The house took 54 hours to print

A family in France has become the first in the world to move into a 3D-printed house. The four-bedroom property is a prototype for bigger projects aiming to make housebuilding quicker and cheaper. Could it cause a shift in the building industry?

With curved walls designed to reduce the effects of humidity and digital controls for disabled people, this house could be an expensive realisation of an architect's vision.

But having taken 54 hours to print - with four more months for contractors to add in things such as windows, doors and the roof - its cost of around £176,000 to build makes it 20% cheaper than an identical construction using more traditional solutions.

The team now believe they could print the same house again in only 33 hours.

"For 2,000 years there hasn't been a change in the paradigm of the construction process. We wanted to sweep this whole construction process away," he says.

"That's why I'm saying that we're at the start of a story. We've just written, 'Once upon a time'."

Now, he says, their work will "force" private companies to "take the pen" and continue the narrative.

The house has been built in a deprived neighbourhood in the north of the town and was partly funded by the council.

Nordine and Nouria Ramdani, along with their three children, were the lucky ones chosen to live there.

"It's a big honour to be a part of this project," says Nordine.

"We lived in a block of council flats from the 60s, so it's a big change for us.

"It's really something amazing to be able to live in a place where there is a garden, and to have a detached house."

 

How does it work?

The house is designed in a studio by a team of architects and scientists, then programmed into a 3D printer.

The printer is then brought to the site of the home.

It works by printing in layers from the floor upwards. Each wall consists of two layers of the insulator polyurethane, with a space in-between which is filled with cement.

This creates a thick, insulated, fully-durable wall.

The windows, doors, and roof are then fitted. And, voila, you have a home.

 

The house was the brainchild of Benoit Furet, who heads up the project at University of Nantes.

He thinks that in five years they will reduce the cost of the construction of such houses by 25% while adhering to building regulations, and by 40% in 10 to 15 years.
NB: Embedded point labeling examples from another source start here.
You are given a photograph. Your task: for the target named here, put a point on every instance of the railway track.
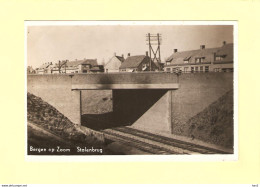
(156, 144)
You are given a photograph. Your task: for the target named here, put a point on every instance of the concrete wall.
(56, 90)
(196, 92)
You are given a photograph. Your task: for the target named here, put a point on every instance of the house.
(45, 68)
(114, 63)
(65, 66)
(97, 69)
(137, 63)
(79, 66)
(30, 70)
(201, 60)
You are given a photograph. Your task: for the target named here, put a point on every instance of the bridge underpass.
(159, 103)
(142, 105)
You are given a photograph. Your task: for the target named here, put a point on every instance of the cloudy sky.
(53, 43)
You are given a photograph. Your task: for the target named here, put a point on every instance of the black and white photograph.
(130, 88)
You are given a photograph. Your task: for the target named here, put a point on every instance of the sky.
(54, 43)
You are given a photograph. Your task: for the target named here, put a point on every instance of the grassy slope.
(214, 124)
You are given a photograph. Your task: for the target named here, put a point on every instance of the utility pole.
(154, 39)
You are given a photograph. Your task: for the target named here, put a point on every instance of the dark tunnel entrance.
(102, 109)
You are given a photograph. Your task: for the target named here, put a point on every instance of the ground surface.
(213, 125)
(51, 133)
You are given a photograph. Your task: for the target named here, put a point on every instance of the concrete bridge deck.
(156, 102)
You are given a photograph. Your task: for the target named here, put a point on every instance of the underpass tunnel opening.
(102, 109)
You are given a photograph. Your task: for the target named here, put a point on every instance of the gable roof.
(207, 54)
(191, 56)
(132, 61)
(92, 62)
(122, 59)
(226, 51)
(44, 66)
(114, 62)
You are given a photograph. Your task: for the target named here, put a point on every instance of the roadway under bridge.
(147, 101)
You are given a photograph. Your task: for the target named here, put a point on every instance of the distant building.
(137, 64)
(114, 63)
(45, 68)
(202, 60)
(77, 66)
(30, 70)
(97, 69)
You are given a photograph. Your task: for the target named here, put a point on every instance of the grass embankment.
(49, 118)
(214, 124)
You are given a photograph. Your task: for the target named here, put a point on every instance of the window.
(219, 58)
(199, 60)
(217, 69)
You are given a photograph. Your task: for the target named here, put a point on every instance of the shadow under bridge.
(138, 99)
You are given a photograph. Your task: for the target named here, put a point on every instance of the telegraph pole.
(154, 39)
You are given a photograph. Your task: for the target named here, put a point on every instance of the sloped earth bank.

This is partly because of the technology becoming more refined and cheaper to develop and partly because of economies of scale as more houses are built.

Printing, he adds, also allows architects to be far more creative with the shapes of the houses they are building.

For example, the house in Nantes was built to curve around the 100-year-old protected trees on the plot.

The curve also improves the home's air circulation, reducing potential humidity and improving thermal resistance.

The building in Nantes was also designed for disabled people, with wheelchair access and the ability for everything to be controlled from a smartphone.

It is also more environmentally-friendly than traditional construction, as there is no waste.

Mr Furet's dream is now to create a suburban neighbourhood with the same building principles.

He says he is currently working on a project in the north of Paris to print 18 houses.

He is also working on a large commercial building which will measure 700 metres square, he adds.

"Social housing is something that touches me personally," Mr Furet says.

"I was born in a working-class town.

"I lived in a little house. My parents - who are very old now - still live in the same house.

"The street is a row of little houses, one next to the other, all identical.

"And here I wanted to create a house that is social housing, but with much more modern architecture."